NoSQL databases trade the relational model for specialized data models that offer horizontal scalability, schema flexibility, and purpose-built access patterns. The four major families — document, key-value, wide-column, and graph — each optimize for different query shapes and consistency trade-offs.

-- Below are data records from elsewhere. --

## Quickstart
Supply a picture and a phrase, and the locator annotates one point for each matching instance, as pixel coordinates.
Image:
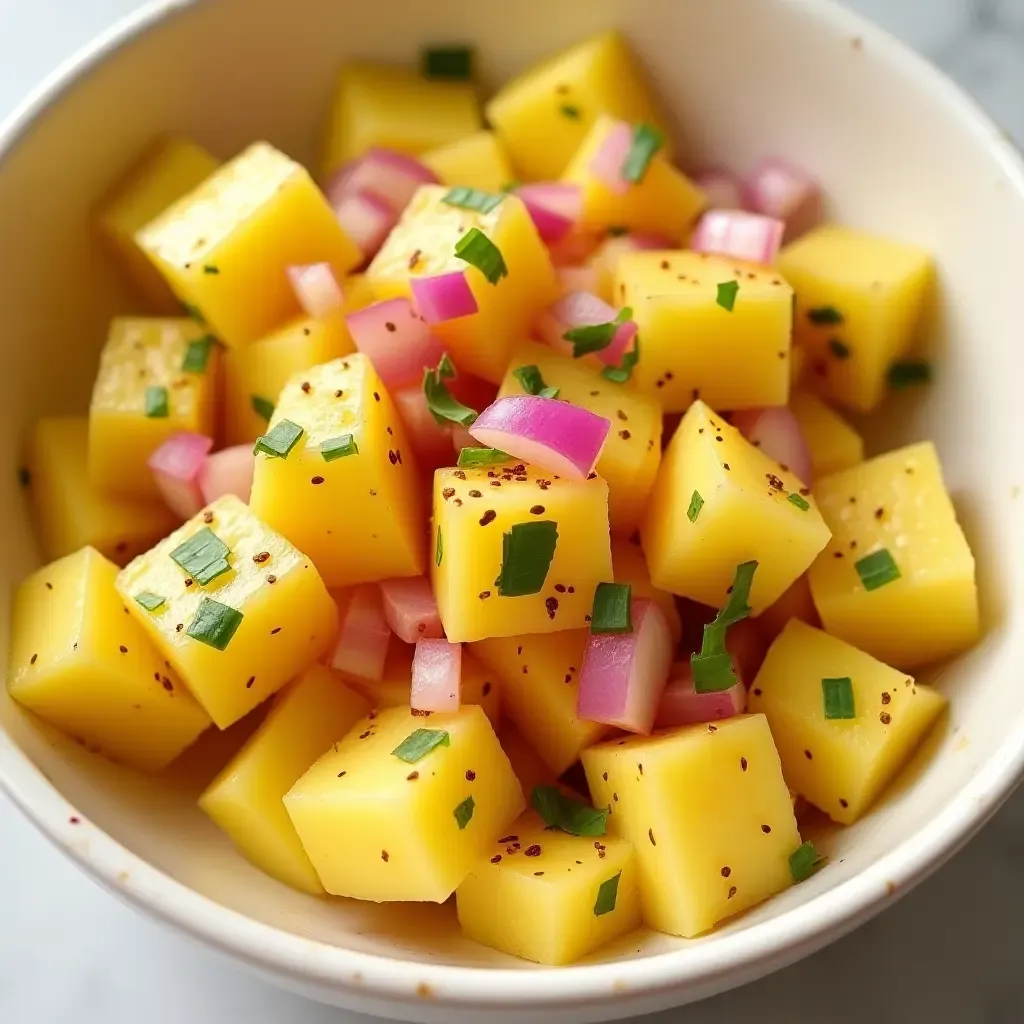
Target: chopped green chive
(215, 624)
(611, 608)
(838, 696)
(279, 441)
(566, 813)
(646, 141)
(726, 297)
(477, 250)
(419, 743)
(606, 896)
(472, 199)
(338, 448)
(157, 402)
(526, 553)
(877, 569)
(464, 812)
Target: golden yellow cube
(236, 625)
(225, 247)
(544, 115)
(423, 246)
(157, 378)
(348, 493)
(548, 896)
(858, 302)
(840, 765)
(734, 357)
(898, 578)
(416, 802)
(165, 171)
(709, 814)
(81, 664)
(719, 502)
(246, 798)
(69, 512)
(476, 509)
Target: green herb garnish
(526, 553)
(419, 743)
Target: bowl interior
(899, 153)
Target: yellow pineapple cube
(423, 246)
(898, 578)
(720, 502)
(237, 625)
(348, 493)
(225, 247)
(81, 664)
(404, 806)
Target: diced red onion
(743, 236)
(624, 675)
(176, 467)
(436, 676)
(555, 435)
(410, 608)
(364, 637)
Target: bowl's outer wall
(901, 153)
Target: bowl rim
(742, 956)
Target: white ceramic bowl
(901, 152)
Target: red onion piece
(410, 608)
(735, 232)
(364, 637)
(559, 437)
(436, 676)
(624, 675)
(176, 466)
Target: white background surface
(949, 953)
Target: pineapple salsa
(502, 446)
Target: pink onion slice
(436, 676)
(559, 437)
(398, 342)
(743, 236)
(624, 675)
(364, 637)
(176, 466)
(443, 297)
(410, 608)
(228, 472)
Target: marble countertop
(947, 953)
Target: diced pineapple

Most NoSQL systems operate under BASE semantics (Basically Available, Soft-state, Eventually consistent) rather than strict ACID, though many modern engines (MongoDB 4+, DynamoDB transactions) now support multi-document ACID transactions.

Key Points

  • Document stores (MongoDB, Firestore, Couchbase) embed related data as JSON/BSON sub-documents, optimizing for reads that fetch an entity and its children in a single round-trip.
  • Key-value stores (Redis, DynamoDB in KV mode, Aerospike) provide O(1) lookups but no secondary indexes or range scans on values — the key is everything.
  • Wide-column stores (Cassandra, HBase, Bigtable) organize data as a sparse, distributed map sorted by row key; column families group co-accessed columns physically on disk.
  • Graph databases (Neo4j, Amazon Neptune, TigerGraph) store vertices and edges natively; traversals like "friends-of-friends within 3 hops" run in milliseconds vs multi-join SQL queries.
  • DynamoDB single-table design collapses multiple entity types into one table using composite primary keys and GSIs to avoid expensive JOIN-equivalent operations.
  • Cassandra write path: write to Memtable + CommitLog (durable), flush to SSTables, compact with Leveled or STCS compaction — optimized for write-heavy workloads.
  • MongoDB BSON supports up to 16 MB documents; use GridFS for larger binary objects; document arrays enable atomic updates via $push and $pull operators.
  • Vector databases (Pinecone, Weaviate, Qdrant) are a fifth emerging family: they store high-dimensional embeddings and serve approximate nearest-neighbor (ANN) queries.
TypeExamplesData ModelBest Use CasesWeak At
DocumentMongoDB, Firestore, CouchbaseJSON/BSON documents with nested objectsContent mgmt, catalogs, user profiles, mobile appsMulti-document joins, relational integrity
Key-ValueRedis, DynamoDB, AerospikeOpaque value behind a flat keySessions, caching, leaderboards, shopping cartsComplex queries, range scans on values
Wide-ColumnCassandra, HBase, BigtableRows + dynamic column familiesTime-series, IoT, activity feeds, write-heavy logsAd-hoc queries, secondary access patterns
GraphNeo4j, Neptune, TigerGraphVertices + typed edges + propertiesSocial graphs, fraud detection, recommendationsHigh-volume aggregate analytics
Search EngineElasticsearch, OpenSearch, SolrInverted index over JSON docsFull-text search, log analytics, faceted searchTransactional writes, strong consistency

Real-World Example

LinkedIn uses Apache Cassandra for member activity streams (billions of writes/day). Airbnb uses MongoDB for listing documents where all listing attributes are embedded. Twitter/X uses a mix of MySQL (core tweets) and Redis (timeline cache). Uber uses Cassandra for trip records due to its tunable consistency and multi-region active-active replication.